Fullmetal Alchemist : Tomes 1 à 3 sur Amazon

Fullmetal Alchemist, Tomes 4 et 5

J’en profite également pour signaler qu’Hero Tales, excellente série de la même mangaka, chroniquée ici, s’est également achevée ce mois-ci, avec le cinquième tome. Cette série, très différente de FMA par son univers n’en est pas moins un énorme coup de cœur. C’est d’ailleurs parce que j’aime beaucoup hero Tales que je me suis replongée dans Fullmetal Alchemist, me disant que j’avais forcément dû louper quelque chose.

Hero Tales, Tome 5

Shrimp T1

8 mars 2012  |  Non classé  |  No Comments

Albert est cuistot dans un petit resto, spécialiste de la croquette aux crevettes.

Il est aussi secrètement amoureux d’une cliente et voisine, Mia. Il perd tous ses moyens dès qu’il la voit. Et c’est carrément la tête qu’il perd quand Mia vient au restaurant avec son petit ami.
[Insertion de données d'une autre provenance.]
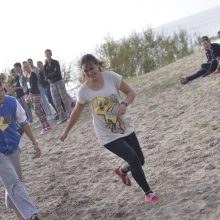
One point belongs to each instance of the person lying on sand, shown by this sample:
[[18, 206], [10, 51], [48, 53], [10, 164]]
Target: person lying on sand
[[212, 54]]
Surtout quand il entend qu’ils ont prévu d’aller en vacances à Las Palmas, la destination paradisiaque de ses rêves.

Comme un coup du destin, le petit ami oublie son billet au restaurant, et sur une impulsion, Albert décide de prendre sa place. Deux semaines sur des plages de rêves avec l’élue de son cœur, comment refuser cette chance ?
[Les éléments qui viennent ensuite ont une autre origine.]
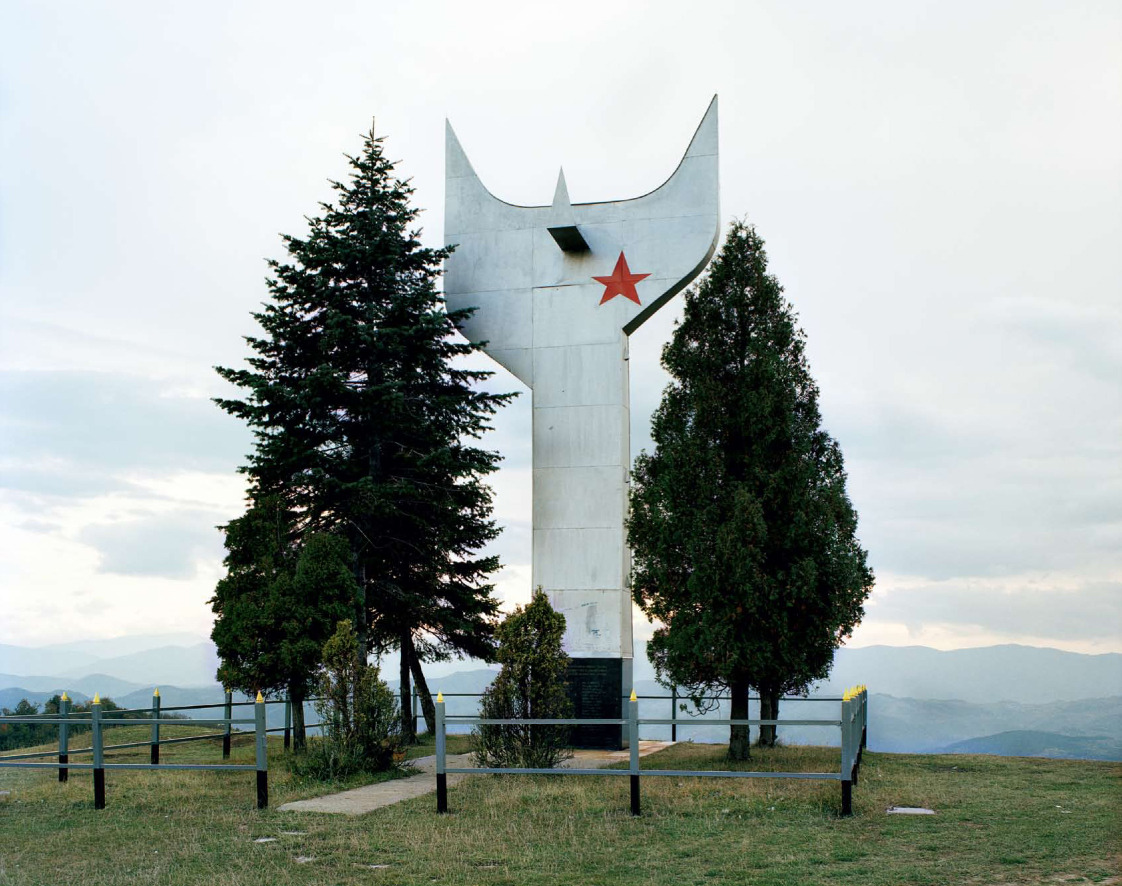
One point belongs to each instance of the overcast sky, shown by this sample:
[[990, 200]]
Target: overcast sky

Sauf qu’au lieu de cocotiers, de sables fins et du high level de la croquette, le voilà embarqué dans un vaisseau spatial remplit de chinois qui lui veulent tout sauf du bien.

Surréaliste ? et ça n’est que le début…

Shrimp est donc un tantinet absurde, et drôle. Cette bd mêle le quotidien a un soupçon de science fiction, et d’une histoire banale, ce premier tome nous projette dans le grand n’importe quoi…ça promet pour la suite.